Am Fuße dieses künstlichen Hügels lebte die kleine Gemeinschaft von Leuten, die sich zwischen den aufgereihten, leuchtend grünen Recyclingtonnen und den Holzverschlägen mit altem Elektroschrott, vor FCKW strotzenden Kühlschränken und Altmetall ihren Lebensunterhalt zusammenkratzten. Die Geschäftsleitung war in zwei auf Ziegelsteinen aufgebockten Wohnwagen untergebracht. Die Arbeiterschaft bewohnte eine Ansammlung von Nachkriegsbungalows im angrenzenden Fenn: das weitläufige Dörfchen Dunkirk.
Humph parkte den Capri unmittelbar vor den Toren, da er sich der Gefahr bewusst war, sein Taxi nie mehr zurückzubekommen, wenn er hineinfuhr. Bis zum endgültigen Redaktionsschluss des Crow blieben Dryden noch eineinhalb Stunden, bis dahin spätestens musste er den Artikel über das ausgegrabene Skelett telefonisch durchgegeben haben. Die Zügelringe würde er sich für den dienstags erscheinenden Ely Express aufsparen, das Schwesterblatt des Crow – schließlich hatte es wenig Sinn, eine ganz brauchbare Geschichte an einem Tag zu verschenken, an dem es eine echte kleine Sensation zu vermelden gab.
Das Thema der Woche war allerdings der Smog über der Stadt. Der Nebel an der Halde war schmutzig weiß, mit purpurbraunen Flecken versetzt wie verseuchter Schleim – ein überdeutlicher Anhaltspunkt, dass die gängige Theorie über die Ursache der Schmutzwolke wohl korrekt war: Altlasten, so die Expertenmeinung, wurden aus der fünfzig Jahre alten Müllkippe ausgewaschen, um sich mit den Herbstnebeln über dem nahe gelegenen Fluss zu einem veritablen Chemiecocktail zu vermengen. Dryden hatte bereits einen Artikel für die dieswöchige Ausgabe des Crow verfasst, doch damit der auch wirklich aktuell war, musste er so knapp vor Redaktionsschluss wie möglich auf den neuesten Stand gebracht werden. Da der Smog praktisch jeden Einzelnen aus der schrumpfenden Schar von 17 000 Lesern unmittelbar betraf, durfte man davon ausgehen, dass dieser Artikel der Reißer der Woche würde – trotz des geheimnisvollen Funds bei den Ausgrabungen in California.
Jetzt allerdings musste erst einmal der Artikel über das Skelett in Satz gehen.

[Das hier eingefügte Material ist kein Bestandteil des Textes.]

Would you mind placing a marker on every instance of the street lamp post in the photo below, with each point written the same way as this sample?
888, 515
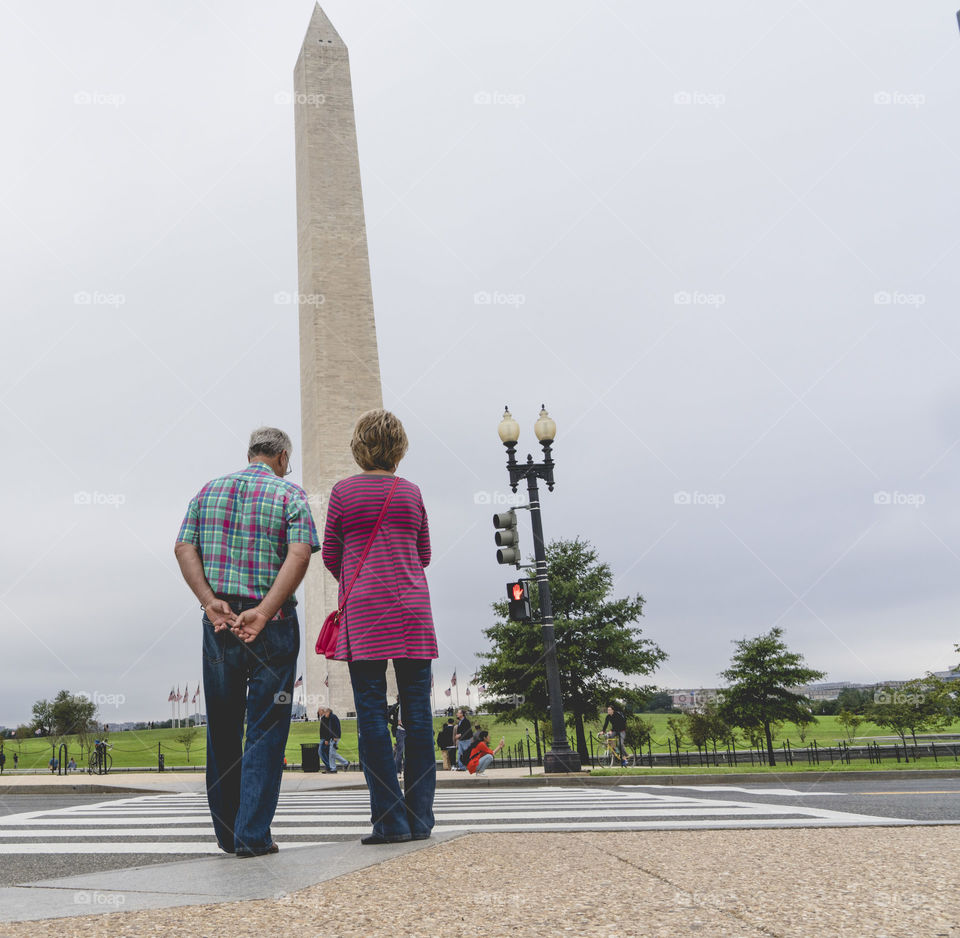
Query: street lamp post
561, 757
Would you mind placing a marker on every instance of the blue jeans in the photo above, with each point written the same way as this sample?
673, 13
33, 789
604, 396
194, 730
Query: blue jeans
396, 814
254, 683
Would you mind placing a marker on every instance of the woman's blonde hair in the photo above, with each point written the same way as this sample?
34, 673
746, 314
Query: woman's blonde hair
379, 440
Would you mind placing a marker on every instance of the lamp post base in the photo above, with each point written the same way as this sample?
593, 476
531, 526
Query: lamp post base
562, 762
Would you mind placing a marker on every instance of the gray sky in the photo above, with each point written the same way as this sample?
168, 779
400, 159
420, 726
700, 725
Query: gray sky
719, 240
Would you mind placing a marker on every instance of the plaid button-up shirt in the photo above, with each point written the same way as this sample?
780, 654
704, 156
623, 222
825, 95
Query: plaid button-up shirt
241, 524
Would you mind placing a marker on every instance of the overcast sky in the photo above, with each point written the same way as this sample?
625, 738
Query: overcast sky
720, 242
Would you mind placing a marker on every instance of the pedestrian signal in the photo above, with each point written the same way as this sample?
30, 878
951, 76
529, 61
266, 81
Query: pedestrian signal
518, 596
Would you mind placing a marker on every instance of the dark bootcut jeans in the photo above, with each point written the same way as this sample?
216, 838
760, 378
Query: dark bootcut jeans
396, 814
252, 682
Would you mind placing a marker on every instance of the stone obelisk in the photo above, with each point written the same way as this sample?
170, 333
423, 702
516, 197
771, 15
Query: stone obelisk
339, 365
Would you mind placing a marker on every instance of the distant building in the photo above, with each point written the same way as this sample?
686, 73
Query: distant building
688, 700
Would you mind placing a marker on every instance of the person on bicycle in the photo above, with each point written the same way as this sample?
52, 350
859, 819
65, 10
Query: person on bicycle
618, 726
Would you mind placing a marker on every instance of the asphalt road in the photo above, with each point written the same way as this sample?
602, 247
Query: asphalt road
930, 799
925, 801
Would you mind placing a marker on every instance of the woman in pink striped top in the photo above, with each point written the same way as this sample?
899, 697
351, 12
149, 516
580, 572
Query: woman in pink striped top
387, 616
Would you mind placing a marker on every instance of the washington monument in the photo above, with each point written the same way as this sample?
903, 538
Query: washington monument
339, 365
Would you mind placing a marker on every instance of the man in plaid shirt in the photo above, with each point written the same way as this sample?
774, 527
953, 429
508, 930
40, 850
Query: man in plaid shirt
243, 548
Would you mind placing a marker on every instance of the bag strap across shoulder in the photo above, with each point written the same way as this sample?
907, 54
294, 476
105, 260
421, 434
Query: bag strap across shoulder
373, 534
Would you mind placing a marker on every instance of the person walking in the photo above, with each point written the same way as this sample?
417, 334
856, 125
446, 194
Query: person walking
618, 725
463, 736
330, 729
445, 743
243, 549
400, 744
386, 616
481, 755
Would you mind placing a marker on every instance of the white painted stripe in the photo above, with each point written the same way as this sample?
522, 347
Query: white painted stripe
110, 847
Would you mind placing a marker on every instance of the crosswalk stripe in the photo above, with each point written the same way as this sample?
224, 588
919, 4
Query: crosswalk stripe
180, 823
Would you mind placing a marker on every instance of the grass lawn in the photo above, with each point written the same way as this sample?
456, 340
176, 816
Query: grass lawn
138, 748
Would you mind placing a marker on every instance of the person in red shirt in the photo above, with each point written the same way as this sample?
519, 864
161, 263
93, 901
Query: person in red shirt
481, 756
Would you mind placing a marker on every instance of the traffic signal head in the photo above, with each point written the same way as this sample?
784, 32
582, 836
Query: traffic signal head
507, 537
518, 596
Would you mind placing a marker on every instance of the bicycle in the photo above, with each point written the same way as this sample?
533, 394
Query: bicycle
100, 762
610, 753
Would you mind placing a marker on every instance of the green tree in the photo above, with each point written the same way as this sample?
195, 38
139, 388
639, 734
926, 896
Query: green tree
916, 706
677, 727
803, 721
850, 722
639, 732
74, 715
43, 717
706, 726
22, 732
761, 674
598, 643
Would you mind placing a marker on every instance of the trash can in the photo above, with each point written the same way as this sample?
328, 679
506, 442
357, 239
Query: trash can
310, 757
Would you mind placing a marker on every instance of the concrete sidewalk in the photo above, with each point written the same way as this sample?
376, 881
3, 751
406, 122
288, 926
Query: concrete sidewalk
879, 882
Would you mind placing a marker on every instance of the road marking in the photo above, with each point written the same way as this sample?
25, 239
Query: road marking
180, 823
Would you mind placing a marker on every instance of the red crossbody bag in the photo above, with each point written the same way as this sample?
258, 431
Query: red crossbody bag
330, 633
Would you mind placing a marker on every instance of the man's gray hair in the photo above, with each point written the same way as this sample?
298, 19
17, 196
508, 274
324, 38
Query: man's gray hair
268, 441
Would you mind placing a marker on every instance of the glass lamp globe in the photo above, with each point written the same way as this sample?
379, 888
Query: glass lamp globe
509, 429
545, 427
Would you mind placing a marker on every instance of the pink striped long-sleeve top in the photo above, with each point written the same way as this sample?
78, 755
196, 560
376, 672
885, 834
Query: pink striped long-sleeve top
387, 614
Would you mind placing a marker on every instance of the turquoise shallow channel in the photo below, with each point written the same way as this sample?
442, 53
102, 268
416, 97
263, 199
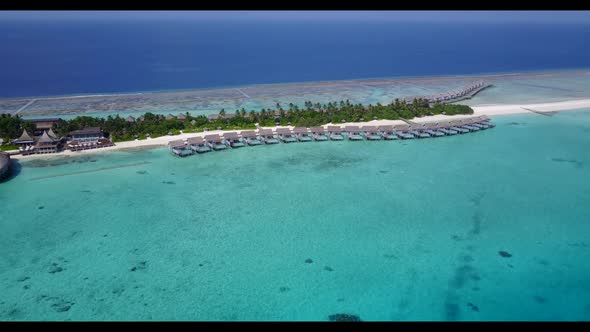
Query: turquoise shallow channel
490, 225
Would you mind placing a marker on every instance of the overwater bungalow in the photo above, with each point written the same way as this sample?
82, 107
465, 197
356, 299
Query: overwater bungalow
198, 144
215, 142
468, 124
302, 134
286, 135
456, 126
233, 140
387, 132
444, 128
372, 133
268, 136
179, 148
354, 133
433, 130
403, 131
319, 134
335, 133
418, 131
251, 137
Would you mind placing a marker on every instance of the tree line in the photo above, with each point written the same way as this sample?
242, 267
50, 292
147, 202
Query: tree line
154, 125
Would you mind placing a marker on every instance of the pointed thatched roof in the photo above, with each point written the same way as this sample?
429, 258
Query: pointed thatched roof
45, 138
51, 133
25, 136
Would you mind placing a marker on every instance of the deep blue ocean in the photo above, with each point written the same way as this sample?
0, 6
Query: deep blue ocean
64, 58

Ein Jahrzehnt in der Fleet Street hatte ihn gelehrt, schnell zu schreiben und sofort zu schreiben. Er hatte sich mit der Crow-Redaktion in Gestalt des verlässlich unzuverlässigen Nachrichtenredakteurs Charlie Bracken abgesprochen: Der hatte vor einer Stunde dreihundertfünfzig Worte haben wollen, aber angesichts der Umstände gehe es in zwanzig Minuten schon auch noch. Aus einem früheren Artikel, der damals nur ins Blatt gekommen war, um die Seite zu füllen, ließ Dryden sich von ihm ein paar Daten und Fakten zur Ausgrabung vorlesen.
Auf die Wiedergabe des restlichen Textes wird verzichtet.